1. Sippel, R. (1997). An Experiment on the Pure Theory of Consumer's Behavior. The Economic Journal, 107(444), 1431-1444 jstor.org/stable/2957744
2. Debunking Economics, pages 87-93 (great title for the subsection: "Calculus 01 for economists: infinitesimals ain't zero")
3. the proof involves needing parallel but distinct engel curves to produce a demand curve which follows the law of demand using rational utility maximizing individuals who themselves obey the law of demand. it's so subtle that seemingly Keen is the only one to have realized it's impossible since all Engel curves must start at 0. they also have the issue of needing perfectly straight Engel curves which means there is only 1 commodity

ReplyQuote
Posted : 15/11/2022 10:35 pm
Nicolas Villarreal
 Nicolas Villarreal
(@casperadmin)
Member Admin

@joe Me or Thomas here? I don't really make videos, unfortunately though sometimes I appear on streams with Derrick Varn.

ReplyQuote
Posted : 15/11/2022 10:35 pm
Tomas Härdin
 Tomas Härdin
(@thardin)
Estimable Member

@joe A video response or two might be warranted.
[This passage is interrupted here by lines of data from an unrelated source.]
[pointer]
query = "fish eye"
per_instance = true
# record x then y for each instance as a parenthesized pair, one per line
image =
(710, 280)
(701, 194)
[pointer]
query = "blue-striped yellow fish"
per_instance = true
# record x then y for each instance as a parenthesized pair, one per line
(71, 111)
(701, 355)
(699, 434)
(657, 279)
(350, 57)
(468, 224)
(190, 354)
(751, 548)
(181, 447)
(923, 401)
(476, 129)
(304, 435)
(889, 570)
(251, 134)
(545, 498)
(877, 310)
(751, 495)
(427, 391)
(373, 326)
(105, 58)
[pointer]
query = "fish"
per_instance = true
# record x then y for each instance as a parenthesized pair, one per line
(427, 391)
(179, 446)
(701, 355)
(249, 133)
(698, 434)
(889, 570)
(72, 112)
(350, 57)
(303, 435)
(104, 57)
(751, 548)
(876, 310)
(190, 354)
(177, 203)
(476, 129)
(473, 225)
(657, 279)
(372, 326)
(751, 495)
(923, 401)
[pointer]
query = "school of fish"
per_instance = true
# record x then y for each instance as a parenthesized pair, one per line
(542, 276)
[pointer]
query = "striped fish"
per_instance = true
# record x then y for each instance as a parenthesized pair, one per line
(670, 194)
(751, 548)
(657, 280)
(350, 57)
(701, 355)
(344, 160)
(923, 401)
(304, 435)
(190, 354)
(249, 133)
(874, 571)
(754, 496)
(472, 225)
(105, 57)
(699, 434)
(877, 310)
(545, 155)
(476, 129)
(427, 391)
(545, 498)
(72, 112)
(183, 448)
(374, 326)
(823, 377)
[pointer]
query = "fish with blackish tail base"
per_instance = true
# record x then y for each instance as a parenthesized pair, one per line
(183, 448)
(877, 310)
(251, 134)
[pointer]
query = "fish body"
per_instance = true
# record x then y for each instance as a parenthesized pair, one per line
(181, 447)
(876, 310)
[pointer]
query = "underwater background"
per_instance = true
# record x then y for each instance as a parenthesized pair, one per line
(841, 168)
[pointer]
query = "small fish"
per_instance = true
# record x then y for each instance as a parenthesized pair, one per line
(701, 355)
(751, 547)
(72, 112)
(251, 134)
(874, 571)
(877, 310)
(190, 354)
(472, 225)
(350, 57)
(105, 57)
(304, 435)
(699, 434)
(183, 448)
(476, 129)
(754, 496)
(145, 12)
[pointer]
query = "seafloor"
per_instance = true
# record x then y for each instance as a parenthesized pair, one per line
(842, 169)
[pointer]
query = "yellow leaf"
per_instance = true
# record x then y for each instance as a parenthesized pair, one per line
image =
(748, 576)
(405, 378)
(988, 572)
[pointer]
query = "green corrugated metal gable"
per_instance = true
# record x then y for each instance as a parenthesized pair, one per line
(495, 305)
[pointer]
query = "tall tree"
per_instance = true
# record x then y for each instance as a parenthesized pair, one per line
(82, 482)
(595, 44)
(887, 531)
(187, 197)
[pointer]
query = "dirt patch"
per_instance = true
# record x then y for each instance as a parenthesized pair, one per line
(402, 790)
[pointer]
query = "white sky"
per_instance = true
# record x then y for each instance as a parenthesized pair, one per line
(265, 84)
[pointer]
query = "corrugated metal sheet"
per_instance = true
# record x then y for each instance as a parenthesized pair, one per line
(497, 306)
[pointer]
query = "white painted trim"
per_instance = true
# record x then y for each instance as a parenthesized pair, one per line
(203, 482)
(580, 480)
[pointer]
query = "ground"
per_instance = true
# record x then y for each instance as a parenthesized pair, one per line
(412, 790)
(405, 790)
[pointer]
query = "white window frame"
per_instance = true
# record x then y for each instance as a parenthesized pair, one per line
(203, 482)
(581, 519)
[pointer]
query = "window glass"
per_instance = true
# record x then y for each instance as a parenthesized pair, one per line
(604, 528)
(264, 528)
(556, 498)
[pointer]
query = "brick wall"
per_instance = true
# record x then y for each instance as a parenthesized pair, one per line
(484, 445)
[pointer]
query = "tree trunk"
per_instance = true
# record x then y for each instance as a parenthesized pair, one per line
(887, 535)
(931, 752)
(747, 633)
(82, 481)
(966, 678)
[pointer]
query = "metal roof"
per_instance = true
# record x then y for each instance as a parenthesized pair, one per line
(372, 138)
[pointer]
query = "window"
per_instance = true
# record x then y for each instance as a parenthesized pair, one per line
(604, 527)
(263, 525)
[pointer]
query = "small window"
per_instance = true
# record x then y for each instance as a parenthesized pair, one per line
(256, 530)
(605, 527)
UE does not address me however. And I have some other ideas besides.

Another problem with neoclassical econ is the well-known supply-demand curves. While the demand curve makes some sense, namely that increasing the price of something typically causes people to buy less of it, on the supply side the model is the opposite of reality. The marginalists posit that price increases with quantity, not decreases as one would expect from economics of scale. This is a point Cockshott has made, but it probably needs repeating.

ReplyQuote
Posted : 16/11/2022 12:31 am
Joseph
 Joseph
(@joe)
Estimable Member

@casperadmin @thardin i was referring to @tbrandon who mentioned wanting to do one in the post.

 

ReplyQuote
Posted : 16/11/2022 1:26 am
Brandon
 Brandon
(@tbrandon)
Active Member

I'll be sure to link my video when it's finished. I'll probably have it done some time in early January, I've also found that I'm in need of a hardware upgrade. 

Having read more Birchler & Nitzan, the notion that capital is just the manifestation of raw power seems so obviously preposterous and circular (which is ironic, since Capital as Power people charge that both Marxism and neoclassical economics are based on circular assumptions). How, exactly, are capitalists able to exert their will on the rest of the human race in this framework? Are they super-humans of some sort? Birchler & Nitzan don't really say. 

Yet this is supposed to be more sophisticated and more insightful than the dogmatic "grand narrative" of Marxism. Birchler & Nitzan attack "grand narratives" and Unlearning Econ borrows from this and said on Reddit that his channel is about dispensing with "grand narratives" about economics - neoclassical and Marxist economics are both just dogmatic narratives that advance stifling, totalizing interests. Neoclassical economics advances the totalizing interests of the capitalist class and should be rejected. Marxist economics advances the totalizing interests of the working class and should also be rejected (though this latter part is not articulated as directly, probably because it sounds, because it is, reactionary when put it in plain terms). It's a postmodernist mode of analysis they're deploying. 

Their critique of abstract labor bears a lot of resemblance to Mises' attack on the LTV, though of course they don't cite Mises. Mises said that human labor cannot be homogenized into units of abstract labor time, and snobbishly derided that "simple" types of labor could never be compared to "higher" types of labor (the latter of course including the work he did as a Vienna intellectual). Capital as Power-ists are really doing the same thing when they attack the LTV, but aren't as blunt about it. No amount of empirical research validating the LTV's predictions will ever convince them because in the end, they fall back on insisting that labor values are unobservable since abstract labor is an incoherent concept due to the supposed non-fungibility of labor. Any measurements of labor values Marxists provide are thus invalid. 

This post was modified 4 months ago by Brandon
ReplyQuote
Topic starter Posted : 20/11/2022 6:29 pm
Tomas Härdin
 Tomas Härdin
(@thardin)
Estimable Member

@tbrandon Spot on. I didn't know UE was that far down the postmodernist bog. I'd push the reactionary angle if you make a video about it. It's a recurring pattern with liberal ideology.